Lately, I have re-kindled my joy of creating me-made clothes. With this dive back into sewing, I’ve been reflecting on some of the hurdles and milestones in my sewing journey. In the very beginning, one of the biggest eye-opening moments for me was seeing how fabric behaves when it is cut on the grain versus cut on the bias grain. This article provides an overview of what these terms mean and why binding and bias binding matter in sewing, and a detailed tutorial for making your own.

Fig. 1: Fabric grain (black lines) and bias (orange line).
The grain of a fabric is the direction in which it is woven. Woven fabrics are made with threads running in two directions; warp threads run the full length of the fabric, and weft threads run the width of the fabric. To find the grain, take a sample of your fabric and look for the little threads that run parallel and perpendicular to each other, indicated by the black lines in Fig. 1. The bias grain comes in at forty-five degrees to this, shown by the orange line.

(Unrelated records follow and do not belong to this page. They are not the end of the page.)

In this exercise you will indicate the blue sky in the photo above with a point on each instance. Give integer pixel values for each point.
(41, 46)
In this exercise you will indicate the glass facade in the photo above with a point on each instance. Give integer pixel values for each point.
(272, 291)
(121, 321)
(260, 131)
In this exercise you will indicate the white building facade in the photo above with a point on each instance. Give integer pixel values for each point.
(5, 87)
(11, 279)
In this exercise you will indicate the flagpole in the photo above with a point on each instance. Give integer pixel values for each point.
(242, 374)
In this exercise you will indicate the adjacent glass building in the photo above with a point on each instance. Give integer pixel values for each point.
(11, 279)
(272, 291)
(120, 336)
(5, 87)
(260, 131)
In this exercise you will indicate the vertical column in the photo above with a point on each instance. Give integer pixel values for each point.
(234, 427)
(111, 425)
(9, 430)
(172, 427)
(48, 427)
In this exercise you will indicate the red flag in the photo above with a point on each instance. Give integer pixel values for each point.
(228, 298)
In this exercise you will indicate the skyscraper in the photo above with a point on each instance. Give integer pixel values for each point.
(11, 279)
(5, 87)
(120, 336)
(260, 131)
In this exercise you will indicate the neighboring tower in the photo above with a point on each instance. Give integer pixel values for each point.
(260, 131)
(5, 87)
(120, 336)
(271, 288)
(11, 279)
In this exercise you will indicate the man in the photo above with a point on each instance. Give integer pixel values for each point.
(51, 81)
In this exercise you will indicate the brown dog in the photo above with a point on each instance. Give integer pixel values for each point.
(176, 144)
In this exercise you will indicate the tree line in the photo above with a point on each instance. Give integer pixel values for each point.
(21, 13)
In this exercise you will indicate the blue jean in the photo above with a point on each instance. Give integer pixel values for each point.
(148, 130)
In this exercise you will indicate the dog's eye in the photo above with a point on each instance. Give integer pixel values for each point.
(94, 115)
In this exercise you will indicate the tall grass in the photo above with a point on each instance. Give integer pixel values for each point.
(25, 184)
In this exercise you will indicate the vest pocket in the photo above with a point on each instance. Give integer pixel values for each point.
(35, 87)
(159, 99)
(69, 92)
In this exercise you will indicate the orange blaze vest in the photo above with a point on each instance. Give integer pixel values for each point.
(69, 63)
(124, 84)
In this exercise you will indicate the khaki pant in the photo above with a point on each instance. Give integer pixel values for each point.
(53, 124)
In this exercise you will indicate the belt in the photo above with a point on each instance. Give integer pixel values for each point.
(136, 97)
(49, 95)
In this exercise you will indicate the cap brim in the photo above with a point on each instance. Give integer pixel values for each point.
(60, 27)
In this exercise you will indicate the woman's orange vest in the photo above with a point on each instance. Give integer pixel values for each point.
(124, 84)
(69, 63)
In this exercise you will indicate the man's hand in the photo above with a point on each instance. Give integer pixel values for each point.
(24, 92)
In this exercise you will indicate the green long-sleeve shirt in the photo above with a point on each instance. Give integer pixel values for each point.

Pattern designers know how important an understanding of the grain and bias grain are. Pattern pieces will often have arrows showing the direction that the piece should be placed on the fabric for cutting in relation to the grain. This positioning is important. If a woven fabric is cut along the bias grain direction, it will have more flexibility and stretch in its movement than if it is cut along the grain. Depending on the type of garment you are making, this may be key in adding (or tempering) additional flow or drape in your finished product.
It is tempting to optimize your fabric yardage when cutting out pieces—resist this temptation! The position of the pieces and where they need to be cut with respect to the grain really matter in your finished product. And those extra spaces in your yardage come in handy if you need to make bias binding, or you can use them for other fibre arts projects.